Ausgehend von der Feststellung, dass mit technologischen Innovationen verbundene gesellschaftliche Strukturen innerhalb der Vision bioökonomischer Energieerzeugung bislang kaum diskutiert werden, widmet sich Rosa Lehmann den Ein- und Ausschlüssen der Bioenergie-Förderpolitik. Ihre Perspektive auf Machtrelationen und Ungleichheiten interessiert sich für die Rolle der Interessen von Bürgerinnen und Bürgern und Nichtregierungsorganisationen innerhalb der Deutschen Bioökonomiestrategie.
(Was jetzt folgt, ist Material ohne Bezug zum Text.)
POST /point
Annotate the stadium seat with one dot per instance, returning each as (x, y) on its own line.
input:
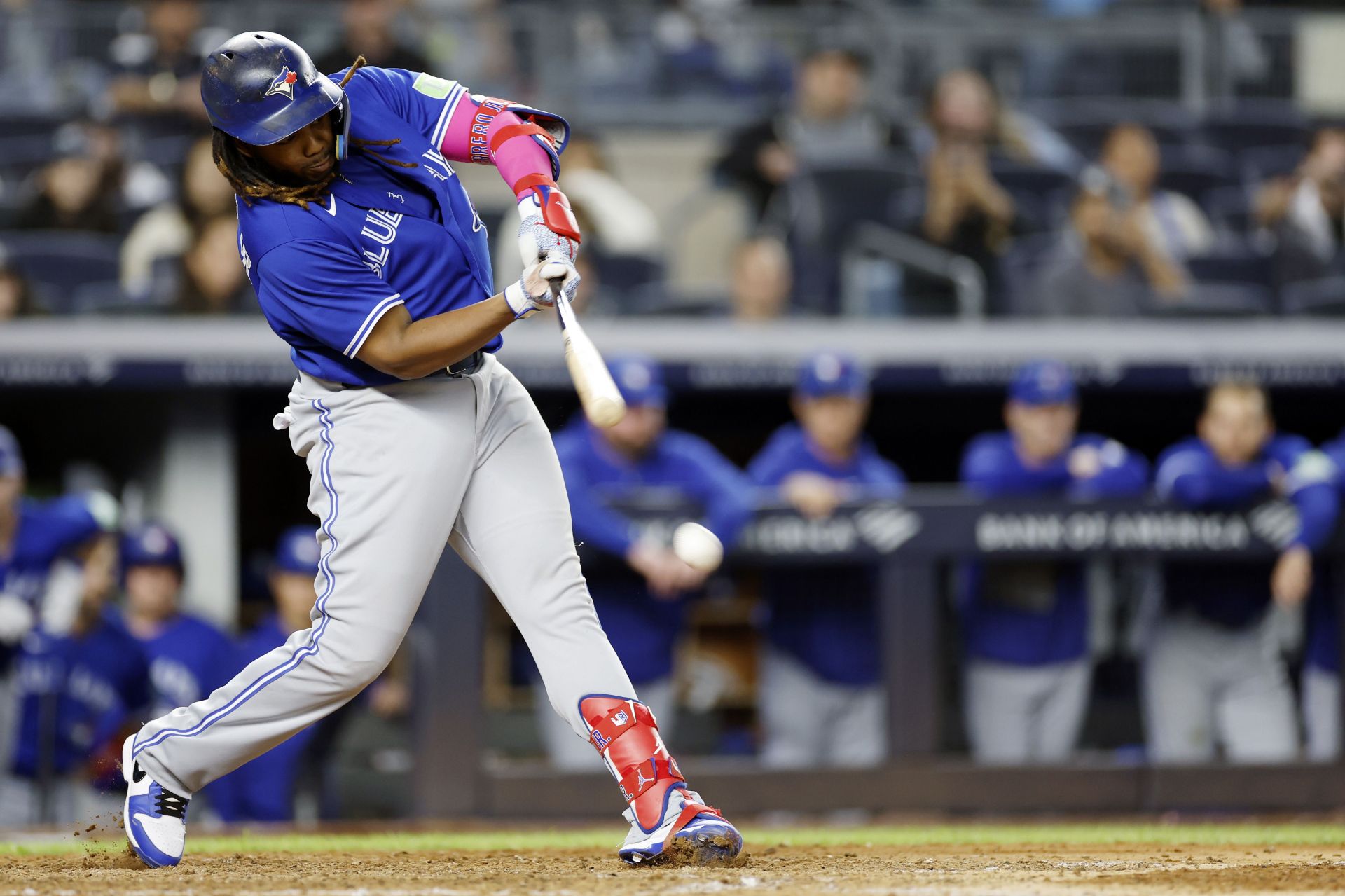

Lehmann konzipiert Energiesysteme als „socio-energy-systems“, „die nicht nur Technologie und Rohstoffe umfassen, sondern auch menschliche Arbeit, wirtschaftliche Investitionen, Institutionen, Normen, Narrative und Machtverhältnisse zwischen sozialen Gruppen“ (109). In erster Linie auf Basis ihrer Analyse grauer Literatur – Positionspapiere, Pressemitteilungen, Protokolle, Webseiten oder Strategiepapiere – zeichnet sie nach, wie und inwiefern Bioenergie in der Bioökonomiestrategie mit Wissensproduktion verbunden ist und wessen Wissen hier Unterstützung erfährt. Dieses Energiewissen rahmt sie theoretisch unter Bezugnahme auf „energy epistemics“, welche sie gemeinsam mit Energieinfrastrukturen und Energiegerechtigkeit in den Blick nimmt. Das Beispiel der Bioenergie verdeutlicht dann, wie gesellschaftliche Machtrelationen Forschungsprioritäten prägen und Wissensproduktion zunehmend auf dem Wissen und den Interessen privilegierter Gruppen basiert. So kann ihre Analyse zeigen, dass „Praktiker*innen aus dem Bioenergiesektor bestenfalls ein vages Verständnis der von der Bundesregierung vorangetriebenen Bioökonomie haben“ (122), während Wissen und Erfahrungen aus dezentralisierten, zivilgesellschaftlichen Bioenergiekooperativen oder Nichtregierungsorganisationen bisher kaum in die Bioökonomiestrategie einbezogen werden. Und das, obwohl sich hier Expertisen finden, die wegweisend sein können für eine Entwicklung hin zu dezentralisierten, demokratischen Energiesystemen.

Lehmanns Ziel ist es explizit, „die Perspektiven der sozialen Dimension der Bioenergie in zukünftigen socio-energy systems sowie der Bioökonomie zu bewerten“ (122). In ihrem Beitrag illustriert sie – wie dieser Band insgesamt – überzeugend das Potenzial einer gegenüber Phänomenen, Krisen und Fragen der Gegenwart Stellung beziehenden Empirischen Kulturwissenschaft – sei es in der Auseinandersetzung mit Fleischerzeugung, Patentrecht und Samenzucht, Holzbau, Bioenergie oder Imkerei. Die hier versammelten Beiträge verdeutlichen exemplarisch, wie eine gelungene Fusion von ergebnisoffener kultur- und sozialwissenschaftlicher Forschung mit bewusstem Position-Beziehen zu drängenden (gesellschaftlichen) Fragen aussehen kann. Dies tun sie in der Auseinandersetzung mit Phänomen der Bioökonomie, ein Konzept, das die Autorinnen und Autoren auch als analytische Kategorie schärfen, ohne dabei die politischen und gesellschaftlichen Implikationen und Probleme des Begriffs zu ignorieren.